Essa pergunta não poderia ser respondida de outra forma: a artista é, de fato, a Ariel que precisávamos. Com a sua voz angelical e única, ela confere à personagem um traço de identificação ainda maior do que o presenciado na animação. A escolha da promissora atriz mostra que, quando quer, os estúdios Disney entregam ao público uma adaptação digna e que não compromete de forma alguma o seu material base.
O retrato da icônica sereia é feito de uma forma extremamente cuidadosa, uma vez que a personagem, pelo seu carisma, precisava ter a sua história contada de uma maneira que transpusesse da animação para o real a sua singularidade, a qual captou fãs pelo mundo inteiro. Com a escalação da artista para o elenco, esse legado foi levado adiante, ainda mais ao se observar o número de garotas pretas que puderam se sentir, pela primeira vez em um live-action, uma princesa de um conto de fantasias.

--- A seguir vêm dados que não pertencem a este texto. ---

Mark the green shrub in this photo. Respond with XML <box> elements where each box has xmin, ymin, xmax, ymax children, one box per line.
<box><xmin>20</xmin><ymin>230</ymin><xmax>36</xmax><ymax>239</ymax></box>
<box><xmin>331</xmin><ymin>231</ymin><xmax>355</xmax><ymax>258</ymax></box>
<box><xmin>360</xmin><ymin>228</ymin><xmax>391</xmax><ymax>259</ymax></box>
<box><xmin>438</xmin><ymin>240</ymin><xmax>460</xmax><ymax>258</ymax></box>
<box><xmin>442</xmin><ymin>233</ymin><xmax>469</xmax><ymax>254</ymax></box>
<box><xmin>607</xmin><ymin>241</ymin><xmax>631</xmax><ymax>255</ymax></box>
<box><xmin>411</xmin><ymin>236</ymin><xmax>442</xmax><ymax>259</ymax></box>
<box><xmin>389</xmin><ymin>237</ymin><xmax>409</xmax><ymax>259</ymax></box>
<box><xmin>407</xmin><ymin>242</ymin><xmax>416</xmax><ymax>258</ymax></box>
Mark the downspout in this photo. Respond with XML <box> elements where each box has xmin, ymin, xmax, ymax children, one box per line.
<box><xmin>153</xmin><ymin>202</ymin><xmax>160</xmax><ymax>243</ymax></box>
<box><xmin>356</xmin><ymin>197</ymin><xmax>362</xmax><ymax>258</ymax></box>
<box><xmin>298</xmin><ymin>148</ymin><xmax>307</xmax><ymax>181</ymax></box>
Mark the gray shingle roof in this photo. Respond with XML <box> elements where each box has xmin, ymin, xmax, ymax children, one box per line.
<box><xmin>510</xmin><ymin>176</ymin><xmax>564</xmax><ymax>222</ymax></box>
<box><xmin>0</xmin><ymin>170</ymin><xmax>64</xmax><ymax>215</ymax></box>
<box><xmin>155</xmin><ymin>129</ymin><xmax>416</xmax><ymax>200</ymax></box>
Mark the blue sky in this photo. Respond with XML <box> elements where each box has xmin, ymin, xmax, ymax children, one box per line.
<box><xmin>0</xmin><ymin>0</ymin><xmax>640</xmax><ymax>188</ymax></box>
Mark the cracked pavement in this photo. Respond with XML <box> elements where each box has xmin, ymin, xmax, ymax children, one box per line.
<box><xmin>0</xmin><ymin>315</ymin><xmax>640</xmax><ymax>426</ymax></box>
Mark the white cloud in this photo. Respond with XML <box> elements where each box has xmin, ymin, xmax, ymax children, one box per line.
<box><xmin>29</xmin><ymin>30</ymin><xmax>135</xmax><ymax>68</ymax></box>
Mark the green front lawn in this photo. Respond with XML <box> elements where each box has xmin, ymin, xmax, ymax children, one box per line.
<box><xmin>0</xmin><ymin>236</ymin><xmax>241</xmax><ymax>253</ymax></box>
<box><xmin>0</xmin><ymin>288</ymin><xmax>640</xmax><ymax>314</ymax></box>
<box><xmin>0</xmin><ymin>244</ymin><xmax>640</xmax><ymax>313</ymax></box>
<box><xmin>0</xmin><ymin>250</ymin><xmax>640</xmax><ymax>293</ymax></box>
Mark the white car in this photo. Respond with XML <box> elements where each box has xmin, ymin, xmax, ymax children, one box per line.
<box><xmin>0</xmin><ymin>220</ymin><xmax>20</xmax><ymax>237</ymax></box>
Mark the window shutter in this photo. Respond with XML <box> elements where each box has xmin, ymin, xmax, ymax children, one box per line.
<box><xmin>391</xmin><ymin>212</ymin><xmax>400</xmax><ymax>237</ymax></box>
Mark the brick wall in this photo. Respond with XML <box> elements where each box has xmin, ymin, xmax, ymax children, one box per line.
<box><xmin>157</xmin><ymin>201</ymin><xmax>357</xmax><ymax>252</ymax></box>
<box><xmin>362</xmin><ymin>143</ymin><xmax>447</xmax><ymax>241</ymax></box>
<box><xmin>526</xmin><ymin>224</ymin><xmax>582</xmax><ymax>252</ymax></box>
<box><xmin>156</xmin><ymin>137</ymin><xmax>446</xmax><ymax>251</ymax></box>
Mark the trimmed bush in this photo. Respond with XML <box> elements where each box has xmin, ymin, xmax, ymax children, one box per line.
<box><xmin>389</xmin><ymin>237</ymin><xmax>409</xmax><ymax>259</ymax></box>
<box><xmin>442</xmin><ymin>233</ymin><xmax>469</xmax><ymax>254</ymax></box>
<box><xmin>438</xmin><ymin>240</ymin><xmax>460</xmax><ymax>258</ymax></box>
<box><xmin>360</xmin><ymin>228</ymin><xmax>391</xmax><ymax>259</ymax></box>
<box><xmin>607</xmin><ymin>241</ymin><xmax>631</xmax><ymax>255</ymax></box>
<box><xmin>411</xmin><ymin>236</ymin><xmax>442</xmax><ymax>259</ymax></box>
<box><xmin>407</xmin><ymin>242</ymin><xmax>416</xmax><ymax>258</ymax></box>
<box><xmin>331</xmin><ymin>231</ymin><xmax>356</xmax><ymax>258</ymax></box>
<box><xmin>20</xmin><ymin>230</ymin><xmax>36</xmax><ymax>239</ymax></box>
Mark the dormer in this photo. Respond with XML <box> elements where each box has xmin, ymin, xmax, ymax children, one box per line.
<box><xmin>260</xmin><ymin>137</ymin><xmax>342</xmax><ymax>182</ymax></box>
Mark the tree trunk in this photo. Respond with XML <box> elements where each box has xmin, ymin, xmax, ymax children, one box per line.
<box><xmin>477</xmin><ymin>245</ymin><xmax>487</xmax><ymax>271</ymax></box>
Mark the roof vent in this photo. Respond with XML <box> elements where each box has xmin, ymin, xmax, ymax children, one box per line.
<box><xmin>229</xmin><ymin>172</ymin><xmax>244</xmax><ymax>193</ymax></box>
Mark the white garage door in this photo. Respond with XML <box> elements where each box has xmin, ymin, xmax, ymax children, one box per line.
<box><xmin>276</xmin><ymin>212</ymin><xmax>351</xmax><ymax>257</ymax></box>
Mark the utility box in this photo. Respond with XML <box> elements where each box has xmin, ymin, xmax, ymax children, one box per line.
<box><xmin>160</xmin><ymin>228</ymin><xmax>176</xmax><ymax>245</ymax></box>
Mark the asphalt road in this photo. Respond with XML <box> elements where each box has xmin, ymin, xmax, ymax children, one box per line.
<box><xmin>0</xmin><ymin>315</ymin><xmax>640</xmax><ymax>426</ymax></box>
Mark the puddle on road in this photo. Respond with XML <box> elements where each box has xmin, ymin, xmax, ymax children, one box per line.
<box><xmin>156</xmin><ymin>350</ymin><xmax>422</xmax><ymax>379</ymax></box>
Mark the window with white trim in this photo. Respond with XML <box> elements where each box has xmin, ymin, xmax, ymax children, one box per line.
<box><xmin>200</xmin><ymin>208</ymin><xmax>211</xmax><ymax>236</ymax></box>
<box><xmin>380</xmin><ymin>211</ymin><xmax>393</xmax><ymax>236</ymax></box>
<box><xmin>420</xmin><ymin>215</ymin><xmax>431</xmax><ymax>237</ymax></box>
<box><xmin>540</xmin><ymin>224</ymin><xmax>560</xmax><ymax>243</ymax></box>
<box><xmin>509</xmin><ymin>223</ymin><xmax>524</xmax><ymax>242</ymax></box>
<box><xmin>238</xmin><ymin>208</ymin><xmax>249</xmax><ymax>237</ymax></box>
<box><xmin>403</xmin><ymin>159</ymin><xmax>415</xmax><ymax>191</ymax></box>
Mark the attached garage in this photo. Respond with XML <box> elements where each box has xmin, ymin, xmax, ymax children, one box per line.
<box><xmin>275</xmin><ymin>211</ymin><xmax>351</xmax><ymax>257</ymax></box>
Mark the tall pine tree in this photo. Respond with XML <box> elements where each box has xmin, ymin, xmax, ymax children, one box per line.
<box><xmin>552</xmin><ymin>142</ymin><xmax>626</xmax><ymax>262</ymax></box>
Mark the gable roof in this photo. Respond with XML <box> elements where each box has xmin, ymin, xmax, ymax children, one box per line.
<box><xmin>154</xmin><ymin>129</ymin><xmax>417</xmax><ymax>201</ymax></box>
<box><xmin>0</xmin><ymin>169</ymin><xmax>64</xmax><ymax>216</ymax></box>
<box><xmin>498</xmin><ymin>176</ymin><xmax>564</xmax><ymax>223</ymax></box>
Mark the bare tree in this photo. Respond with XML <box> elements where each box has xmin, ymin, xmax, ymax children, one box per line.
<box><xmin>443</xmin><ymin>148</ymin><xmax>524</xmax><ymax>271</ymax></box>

Dirigido por Rob Marshall (Chicago), A Pequena Sereia demonstra todo o cuidado do cineasta na construção do projeto: com o objetivo de colocar em tela a realidade, ele optou pela técnica fotorrealista na hora de retratar o fundo do mar. Certamente, em algumas cenas específicas em que apenas o cenário abaixo da terra é mostrado, pode-se perceber que o distanciamento da fotografia do filme de 1989 foi colocado em prática pela equipe de produção, uma vez que é notável a forma como o lar de Ariel é retratado. Além disso, com os designs criados para o próprio longa, o trabalho de John Myhre evidencia um frescor no que se relaciona ao CGI de adaptações live-action – diferentemente do de O Rei Leão, já que o público, ao ver o resultado final do filme, consegue acreditar que aquele cenário existe na vida real.
Um ponto que deve ser ressaltado e elogiado em A Pequena Sereia são os atores. Devido a sua excelente bagagem como comediante, Melissa McCarthy expressa uma Úrsula, a vilã, ao mesmo tempo assustadora e divertida. A maquiagem da personagem, que na animação é inspirada na arte da cultura das drag queens, no live-action não possui esse fator, o que pode ser um problema para os fãs mais apegados. No entanto, a caracterização de McCarthy não atrapalha o andamento da personagem e muito menos a afasta dos espectadores. Outro acerto é Javier Bardem, como o temido Rei Tritão. A roupagem dada pelo ator humaniza o pai de Ariel, que é extremamente protetor com a sua família e respeitado como o líder dos mares.
Aliás, a vontade da protagonista aqui é mostrada de uma forma bem clara: ela quer ser humana porque quer a sua liberdade. Antes mesmo de conhecer Eric (Jonah Hauer-King), a adolescente já possui o sonho de se aventurar pelo mundo terrestre. Com a canção Part of Your World, solo poderoso da princesa, o público entende o porquê o fundo do mar não ser seu único lar, além de se emocionar com os vocais tocantes de Halle Bailey que, nesse número, mostra a capacidade e a facilidade com que domina o papel. Por outro lado, o melhor amigo da sereia, Linguado (Jacob Tremblay), é um dos pontos fracos: todo o carisma do personagem não é captado e colocado no live-action, tirando o interesse acerca do seu arco. Isso é algo que não acontece com Sebastião (Daveed Diggs), que serve como alívio cômico e obtém na versão de 2023 um maior tempo de tela, sendo assim o mais importante companheiro de Ariel.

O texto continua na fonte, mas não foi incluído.